Whatever the reason, I will attempt, in the next several articles, to pull aside the veil and explore the reasons why health care has evolved as it has, and what we have to look forward to. There are many who think that the solution to the current crisis in health care is to transition to a single payer system. That we should simply overhaul the present system and redesign it to better meet our needs. But there are economic forces at work which make this nearly impossible. From the regulation and restrictions of Wall Street and its banking institutions to the current, outmoded models of education in health care training to the current legal tort system, there are several rather insurmountable obstacles.

But to begin to understand the problem, we need first to look at some basic facts. According to a PBS News Hour report from 2016, the average cost of health care per person in the US was over $10,000. The next closest countries spent at least $3000 less per person. But, you say, the American Health Care system is clearly superior to any other system in the world. Well, not so fast. While we may lead the world in health care research and in cancer care, other metrics aren’t nearly as reassuring. Average life expectancy in this country is 78.7 years. Among other industrialized nations, the average is 79.8 years.

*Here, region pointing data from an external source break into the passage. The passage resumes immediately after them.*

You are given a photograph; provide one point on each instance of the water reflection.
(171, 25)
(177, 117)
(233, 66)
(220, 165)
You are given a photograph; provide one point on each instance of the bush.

But, clearly, isn’t it true that we have more doctors here, that are more available to their patients than the other countries? Not so fast. Actually we have an average of 2.4 doctors per 1000 patients in this country while the average in the 34 industrialized nations surveyed is closer to 3.1 doctors per 1000 patients. What’s more, we have fewer hospitals and hospital beds than other comparable nations as well.

So why is our care so expensive? Are we getting our money’s worth? Because clearly the individualized care that we have come to expect has, as time has gone by, eroded. Oh, that’s not to say that we can’t find a “concierge practice” to provide us with a more customizable experience. A more Marcus Welby MD experience. But it costs much more money. And it doesn’t deliver what you might expect.

So here is the problem. The costs of medical care continue to escalate, while what we get for that money continues to dwindle. And while many of our health care policy wonks wring their hands over this trend, struggling with how to get the costs under control, the patterns continue. And we will, with the following articles, review how those wonks have tried to grab this tiger by the tail, and what it means for your health care experience.

Unlike many, I won’t try to redesign the system. I believe that if we can identify the problems, there are many, much brighter than I, that can look for solutions. But as you go forward, it may be helpful to place your health care experience into perspective, with the benefit of some insider knowledge.